From Another Step Farther Out:

THE STUDY SYNDROME

Lincoln, Nebraska doesn’t sound like much of a place for changing human destiny, even though it is said to have the highest “quality of life” in the U.S. It’s a nice little city with a good convention center, where, this spring, a very important event took place.

A five day formal report by the Department of Energy and NASA on the Solar Power Satellite (SSPS) concept. That should have changed the world.

In the late seventies, Stefan Possony and I presented a paper at the annual meeting of the American Association for the Advancement of Science. We tried, successfully I think, to show that there are very good reasons to believe the human race will be around for 100 billion years.

Roll that number around on your tongue a bit. One hundred billion years. That is our future. Compared to it, our past is minuscule, vanishing, a tiny drop in the bucket. We are so very young and so much lies ahead of us, our only certain doom is the end of the universe-and who knows, after a hundred billion years, perhaps we will know how to prevent that too. It may be as a species we have no inevitable doom; certainly 100 billion years is, for those of us her and now, close enough to eternity.

But to realize anything like the potential, we must outlive our planet. We must outlive our sun. Eventually we will outlive our galaxy.
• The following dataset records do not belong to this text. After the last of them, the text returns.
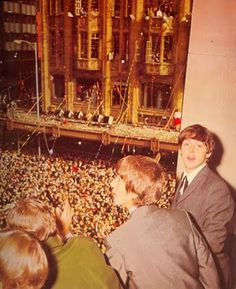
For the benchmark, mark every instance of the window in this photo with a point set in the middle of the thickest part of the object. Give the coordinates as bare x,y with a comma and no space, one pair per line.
116,44
94,4
119,93
126,47
155,95
84,44
168,48
127,8
95,45
117,8
155,48
53,43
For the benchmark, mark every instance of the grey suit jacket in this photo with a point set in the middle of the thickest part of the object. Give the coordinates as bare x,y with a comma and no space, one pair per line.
209,201
160,248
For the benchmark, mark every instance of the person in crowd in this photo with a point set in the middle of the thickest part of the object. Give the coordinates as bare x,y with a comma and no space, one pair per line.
23,262
155,247
204,194
76,261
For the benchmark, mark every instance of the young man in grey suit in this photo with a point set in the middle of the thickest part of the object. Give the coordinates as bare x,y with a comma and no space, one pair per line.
155,248
205,195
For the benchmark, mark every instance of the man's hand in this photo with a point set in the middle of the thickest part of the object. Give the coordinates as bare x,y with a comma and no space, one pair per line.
64,220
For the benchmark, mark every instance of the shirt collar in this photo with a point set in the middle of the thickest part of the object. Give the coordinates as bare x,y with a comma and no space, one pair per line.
193,174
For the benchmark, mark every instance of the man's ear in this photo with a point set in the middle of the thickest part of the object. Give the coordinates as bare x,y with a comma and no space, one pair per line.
208,155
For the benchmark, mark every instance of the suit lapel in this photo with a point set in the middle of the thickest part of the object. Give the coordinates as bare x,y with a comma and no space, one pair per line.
199,179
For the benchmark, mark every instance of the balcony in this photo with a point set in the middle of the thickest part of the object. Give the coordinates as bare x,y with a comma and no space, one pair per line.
89,64
159,69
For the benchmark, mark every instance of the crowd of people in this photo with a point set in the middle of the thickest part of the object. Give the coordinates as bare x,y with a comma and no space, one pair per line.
81,179
149,234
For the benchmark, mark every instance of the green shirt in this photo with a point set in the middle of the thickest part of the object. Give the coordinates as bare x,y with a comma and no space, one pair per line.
78,264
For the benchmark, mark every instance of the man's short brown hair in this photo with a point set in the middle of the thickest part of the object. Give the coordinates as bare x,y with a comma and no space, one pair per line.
32,216
143,176
200,133
23,262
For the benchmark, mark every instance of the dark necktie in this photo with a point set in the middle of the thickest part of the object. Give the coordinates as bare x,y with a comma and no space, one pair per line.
184,184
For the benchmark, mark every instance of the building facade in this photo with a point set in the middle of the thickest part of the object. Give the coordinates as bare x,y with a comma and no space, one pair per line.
17,65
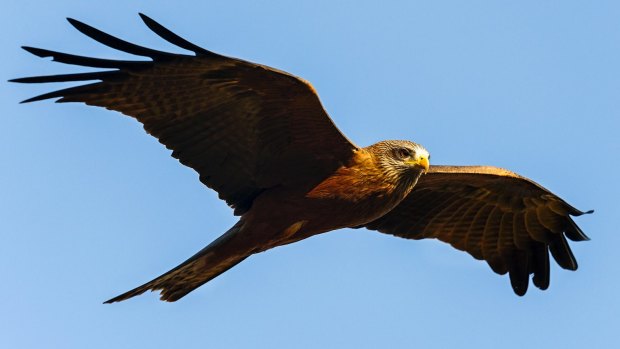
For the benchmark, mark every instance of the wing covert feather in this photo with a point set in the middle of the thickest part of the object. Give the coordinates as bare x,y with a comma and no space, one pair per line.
243,127
493,214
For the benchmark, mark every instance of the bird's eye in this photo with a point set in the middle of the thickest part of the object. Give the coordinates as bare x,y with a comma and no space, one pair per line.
404,153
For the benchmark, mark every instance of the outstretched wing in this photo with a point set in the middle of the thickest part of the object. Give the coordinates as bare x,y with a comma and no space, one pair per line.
493,214
243,127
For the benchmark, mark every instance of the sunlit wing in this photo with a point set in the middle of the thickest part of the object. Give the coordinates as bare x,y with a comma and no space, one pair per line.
493,214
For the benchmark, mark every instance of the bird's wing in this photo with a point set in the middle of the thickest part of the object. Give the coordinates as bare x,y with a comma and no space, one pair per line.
243,127
493,214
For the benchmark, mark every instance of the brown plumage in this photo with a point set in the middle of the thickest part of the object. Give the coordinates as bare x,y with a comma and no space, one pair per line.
261,139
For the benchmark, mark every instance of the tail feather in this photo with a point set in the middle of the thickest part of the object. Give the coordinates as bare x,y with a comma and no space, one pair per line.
207,264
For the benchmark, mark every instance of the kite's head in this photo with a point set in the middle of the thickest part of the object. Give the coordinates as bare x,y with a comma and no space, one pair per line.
402,160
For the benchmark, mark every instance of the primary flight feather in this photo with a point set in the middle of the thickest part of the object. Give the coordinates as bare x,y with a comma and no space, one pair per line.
261,139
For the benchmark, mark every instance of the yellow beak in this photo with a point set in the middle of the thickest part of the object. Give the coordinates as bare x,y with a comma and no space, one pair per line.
423,162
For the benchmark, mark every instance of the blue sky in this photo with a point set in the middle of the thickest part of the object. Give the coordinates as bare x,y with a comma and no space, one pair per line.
91,206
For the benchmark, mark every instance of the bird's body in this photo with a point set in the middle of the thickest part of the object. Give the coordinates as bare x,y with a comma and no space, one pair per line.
261,139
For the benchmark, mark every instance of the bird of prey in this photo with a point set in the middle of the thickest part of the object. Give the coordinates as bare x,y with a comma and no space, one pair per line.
260,138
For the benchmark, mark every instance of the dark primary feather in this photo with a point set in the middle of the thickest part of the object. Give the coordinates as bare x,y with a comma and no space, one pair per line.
243,127
494,215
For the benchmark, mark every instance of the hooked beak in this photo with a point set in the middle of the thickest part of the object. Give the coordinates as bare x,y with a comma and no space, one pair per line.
422,162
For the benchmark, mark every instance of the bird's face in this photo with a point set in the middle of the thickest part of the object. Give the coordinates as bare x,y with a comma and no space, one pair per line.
402,160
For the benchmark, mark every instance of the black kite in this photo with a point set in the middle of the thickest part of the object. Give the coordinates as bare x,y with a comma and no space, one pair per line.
261,139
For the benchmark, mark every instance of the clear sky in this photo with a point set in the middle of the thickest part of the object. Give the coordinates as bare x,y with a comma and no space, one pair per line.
91,206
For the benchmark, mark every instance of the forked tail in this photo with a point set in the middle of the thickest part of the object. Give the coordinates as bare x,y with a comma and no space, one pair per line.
219,256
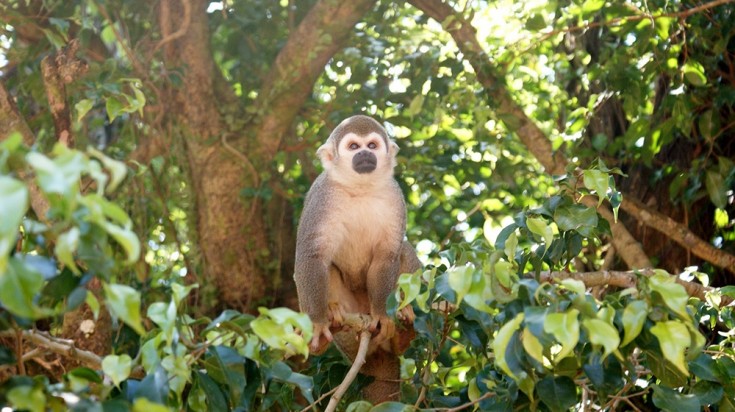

None of this is impossible. We can today conceive of interstellar ships, although it will be some time before we can build them; meanwhile, the first step is within our grasp right now. We can, if we will, make our home not Only One Earth, but in the solar system at large. In this generation, in this decade, we could put a settlement on the moon. Not a base, or an outpost; but a settlement, a colony; a home. We know how to do this now, with today’s technology, for about what we spend on cosmetics, less than we spend on tobacco.

It is an idea whose time has come; and SSPS gives us another reason to start.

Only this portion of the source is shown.